The value of machine learning methods in genome research has been growing nowadays. However, researchers often have to use obsolete software for scientific work. This is due to the unavailability of free access to the latest models. But soon, we can see this changing with the availability of free open access repository called “Kipoi”.
This repository allows an easy exchange of machine learning models involved in genomic research. The repository was created by Julien Gagneur, Assistant Professor of Computational Biology at the TUM, in collaboration with other researchers.
Researchers view about Kipoi
“What makes Kipoi special is that it provides free access to machine learning models that have already been trained,” says Julien Gagneur.
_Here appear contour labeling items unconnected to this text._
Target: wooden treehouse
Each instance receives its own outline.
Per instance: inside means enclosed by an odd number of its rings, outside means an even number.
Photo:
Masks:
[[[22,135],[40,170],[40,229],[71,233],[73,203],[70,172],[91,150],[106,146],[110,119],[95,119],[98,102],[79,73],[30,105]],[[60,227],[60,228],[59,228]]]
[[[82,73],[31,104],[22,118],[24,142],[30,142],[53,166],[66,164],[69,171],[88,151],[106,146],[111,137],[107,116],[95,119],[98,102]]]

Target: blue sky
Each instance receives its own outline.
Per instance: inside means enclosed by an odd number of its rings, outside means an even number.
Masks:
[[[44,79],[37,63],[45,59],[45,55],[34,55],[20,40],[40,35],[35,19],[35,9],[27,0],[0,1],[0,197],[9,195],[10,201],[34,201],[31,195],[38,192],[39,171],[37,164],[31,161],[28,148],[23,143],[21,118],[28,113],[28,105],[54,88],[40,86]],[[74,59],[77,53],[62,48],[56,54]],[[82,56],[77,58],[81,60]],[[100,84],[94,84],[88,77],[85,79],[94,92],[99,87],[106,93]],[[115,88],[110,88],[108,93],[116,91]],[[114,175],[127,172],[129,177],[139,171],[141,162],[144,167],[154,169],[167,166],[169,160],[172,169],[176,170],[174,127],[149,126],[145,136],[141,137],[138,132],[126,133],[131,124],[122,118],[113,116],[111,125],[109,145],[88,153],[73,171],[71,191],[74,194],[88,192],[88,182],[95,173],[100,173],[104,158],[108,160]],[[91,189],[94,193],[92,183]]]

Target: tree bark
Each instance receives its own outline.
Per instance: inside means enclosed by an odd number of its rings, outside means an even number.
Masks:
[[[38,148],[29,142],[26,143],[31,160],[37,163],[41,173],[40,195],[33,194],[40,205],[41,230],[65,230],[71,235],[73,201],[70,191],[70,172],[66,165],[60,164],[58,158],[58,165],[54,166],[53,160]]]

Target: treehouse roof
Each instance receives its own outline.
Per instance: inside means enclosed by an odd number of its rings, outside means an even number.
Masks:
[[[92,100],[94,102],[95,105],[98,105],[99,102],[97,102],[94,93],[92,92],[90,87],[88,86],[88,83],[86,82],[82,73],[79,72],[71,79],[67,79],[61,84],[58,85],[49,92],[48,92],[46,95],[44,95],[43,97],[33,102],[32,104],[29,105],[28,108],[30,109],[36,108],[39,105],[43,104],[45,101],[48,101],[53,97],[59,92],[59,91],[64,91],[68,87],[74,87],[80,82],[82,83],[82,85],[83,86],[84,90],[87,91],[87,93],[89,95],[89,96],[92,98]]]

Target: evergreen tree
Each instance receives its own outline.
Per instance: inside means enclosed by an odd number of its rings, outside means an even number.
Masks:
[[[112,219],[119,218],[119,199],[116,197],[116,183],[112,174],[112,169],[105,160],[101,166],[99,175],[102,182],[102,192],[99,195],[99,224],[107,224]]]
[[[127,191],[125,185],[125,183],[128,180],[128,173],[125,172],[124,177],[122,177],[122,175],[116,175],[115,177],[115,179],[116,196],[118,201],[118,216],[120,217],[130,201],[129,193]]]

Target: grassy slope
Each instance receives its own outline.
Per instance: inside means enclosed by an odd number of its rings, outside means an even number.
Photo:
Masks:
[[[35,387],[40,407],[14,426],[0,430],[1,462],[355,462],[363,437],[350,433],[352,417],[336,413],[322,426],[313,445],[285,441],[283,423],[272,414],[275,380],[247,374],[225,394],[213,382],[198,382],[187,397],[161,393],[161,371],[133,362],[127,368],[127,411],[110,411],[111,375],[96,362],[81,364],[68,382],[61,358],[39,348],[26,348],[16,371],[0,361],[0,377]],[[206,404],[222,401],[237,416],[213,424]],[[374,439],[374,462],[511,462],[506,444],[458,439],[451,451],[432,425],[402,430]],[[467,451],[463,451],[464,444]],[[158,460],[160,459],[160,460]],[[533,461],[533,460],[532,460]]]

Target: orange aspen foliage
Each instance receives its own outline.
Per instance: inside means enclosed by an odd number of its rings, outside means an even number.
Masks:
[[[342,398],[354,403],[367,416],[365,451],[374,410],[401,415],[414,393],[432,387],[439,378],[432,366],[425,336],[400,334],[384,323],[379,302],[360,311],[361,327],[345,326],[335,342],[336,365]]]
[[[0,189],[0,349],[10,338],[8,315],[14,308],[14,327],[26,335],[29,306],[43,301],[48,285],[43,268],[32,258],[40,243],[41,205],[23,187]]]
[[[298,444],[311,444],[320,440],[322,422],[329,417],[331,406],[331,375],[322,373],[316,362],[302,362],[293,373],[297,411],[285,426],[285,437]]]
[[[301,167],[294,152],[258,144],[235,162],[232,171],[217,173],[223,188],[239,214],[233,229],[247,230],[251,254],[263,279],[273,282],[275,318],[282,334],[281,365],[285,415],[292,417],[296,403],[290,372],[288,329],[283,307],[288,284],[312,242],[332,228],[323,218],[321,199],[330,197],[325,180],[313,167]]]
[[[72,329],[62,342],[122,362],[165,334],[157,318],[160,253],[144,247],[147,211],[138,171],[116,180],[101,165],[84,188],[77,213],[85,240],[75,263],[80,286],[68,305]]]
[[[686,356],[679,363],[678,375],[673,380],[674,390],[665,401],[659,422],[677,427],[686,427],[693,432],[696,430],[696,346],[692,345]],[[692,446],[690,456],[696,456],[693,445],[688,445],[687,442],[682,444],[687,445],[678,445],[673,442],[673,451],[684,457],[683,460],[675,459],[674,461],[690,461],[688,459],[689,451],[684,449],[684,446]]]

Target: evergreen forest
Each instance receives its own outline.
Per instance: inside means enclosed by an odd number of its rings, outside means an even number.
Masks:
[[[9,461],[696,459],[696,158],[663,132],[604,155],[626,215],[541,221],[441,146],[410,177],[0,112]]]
“What we are doing with Kipoi is not just sharing data and software, but sharing models and algorithms that are already trained on the most relevant data. These models are ready to use because all the cumbersome work of applying them to data has already been done,” says Anshul Kundaje, Assistant Professor (Stanford University)
Recently a study was published in the Nature Biotechnology which showcases the abundant benefits it will bring. The study shows that Kipoi will help in improving the exchange of models among genomics community thus paving the way for better genomic research.
Fast and simplified process
Kipoi can help the researcher to perform transfer learning. Since the repository already has trained models for particular datasets, it can be used for performing a similar task. This way it will be capable of learning the task at a faster pace than the earlier method. Kipoi also outperforms by simplifying the process of feeding data into the stored models in the repository. The entire process is simplified to the extent that a person with no experience in machine learning can use the repository efficiently.
In-depth analysis of genetic conditions
The use of Kipoi can lead to significant improvement in the easy identification of the genetic cause of diseases. This is because, Kipoi works with models that link genotype and phenotype, helping in assessing the genetic condition in depth.
“Kipoi puts the latest deep learning models trained on massive genomics data at the fingertips of clinical researchers,” says Julien Gagneur. “This provides very exciting opportunities to understand individual genomes, for instance, to pinpoint genetic variants causing diseases or to interpret mutations occurring in tumors.”
The advent of digitization has paved the way for new technology, machine learning is one among them. The use of machine learning to develop Kipoi repository opens the door for new research in the field of genomics.